Check any website's SSL certificate — expiry date, issuer, TLS version, SANs, and security grade. Free, instant, no signup.
Our SSL checker verifies: certificate validity status, expiry date and days remaining, issuer (Certificate Authority), Subject Alternative Names (SANs), TLS protocol version (TLS 1.2, TLS 1.3), cipher suite, and assigns an overall security grade from A to F.
Expired SSL certificates cause browsers to display security warnings, which drastically increases bounce rate. Google uses HTTPS as a ranking signal — while an expired cert won't directly drop rankings, the user experience impact (users leaving immediately) sends negative engagement signals that hurt rankings indirectly.

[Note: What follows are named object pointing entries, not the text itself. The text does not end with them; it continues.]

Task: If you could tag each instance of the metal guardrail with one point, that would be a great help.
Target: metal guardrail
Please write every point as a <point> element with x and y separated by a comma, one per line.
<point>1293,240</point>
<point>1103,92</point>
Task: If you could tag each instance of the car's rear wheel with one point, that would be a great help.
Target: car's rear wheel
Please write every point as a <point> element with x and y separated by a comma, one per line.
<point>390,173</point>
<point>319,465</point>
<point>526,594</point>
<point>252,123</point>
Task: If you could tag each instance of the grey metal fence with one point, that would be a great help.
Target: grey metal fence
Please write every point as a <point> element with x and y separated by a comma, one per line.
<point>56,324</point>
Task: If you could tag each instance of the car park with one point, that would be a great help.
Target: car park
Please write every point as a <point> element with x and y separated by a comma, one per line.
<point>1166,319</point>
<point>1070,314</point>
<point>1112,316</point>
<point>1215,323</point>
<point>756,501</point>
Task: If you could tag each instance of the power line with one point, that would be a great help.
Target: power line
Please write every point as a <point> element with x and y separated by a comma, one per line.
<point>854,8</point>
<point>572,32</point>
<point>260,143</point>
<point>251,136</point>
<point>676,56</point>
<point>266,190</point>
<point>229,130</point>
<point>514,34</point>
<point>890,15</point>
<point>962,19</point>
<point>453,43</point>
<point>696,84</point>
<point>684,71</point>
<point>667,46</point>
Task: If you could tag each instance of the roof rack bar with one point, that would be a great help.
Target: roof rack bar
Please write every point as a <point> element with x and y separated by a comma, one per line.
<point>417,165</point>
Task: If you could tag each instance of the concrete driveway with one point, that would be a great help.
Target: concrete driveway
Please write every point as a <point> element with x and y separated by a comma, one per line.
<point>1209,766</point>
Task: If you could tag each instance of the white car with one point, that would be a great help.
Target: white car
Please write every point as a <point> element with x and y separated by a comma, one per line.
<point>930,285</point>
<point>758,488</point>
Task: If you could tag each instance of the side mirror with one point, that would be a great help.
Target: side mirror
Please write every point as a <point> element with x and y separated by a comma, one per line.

TLS 1.3 is the latest Transport Layer Security protocol, offering faster handshakes (reducing page load time) and improved security over older versions. Sites using TLS 1.1 or older are considered insecure by modern browsers. Upgrading to TLS 1.2 or 1.3 improves both security and Core Web Vitals scores.
Check your SSL certificate at least monthly. Set up renewal reminders 60 and 30 days before expiry. Let's Encrypt certificates expire every 90 days and should auto-renew — verify auto-renewal is working. Commercial certificates typically last 1 year. An expired certificate will immediately break your site for all visitors.
Subject Alternative Names (SANs) list all domains and subdomains covered by an SSL certificate. A single certificate can protect multiple domains (e.g., example.com, www.example.com, app.example.com). If your domain isn't listed in the SANs, browsers will show a certificate mismatch error — a critical SEO and UX issue.
Aim for an A grade: valid certificate with 60+ days remaining, TLS 1.2 or 1.3 protocol, strong cipher (256-bit or higher). Grade B means TLS 1.0/1.1 (upgrade needed). Grade C means expiring within 30 days (renew immediately). Grade F means expired or using SSL 2.0/3.0 (critical — fix immediately).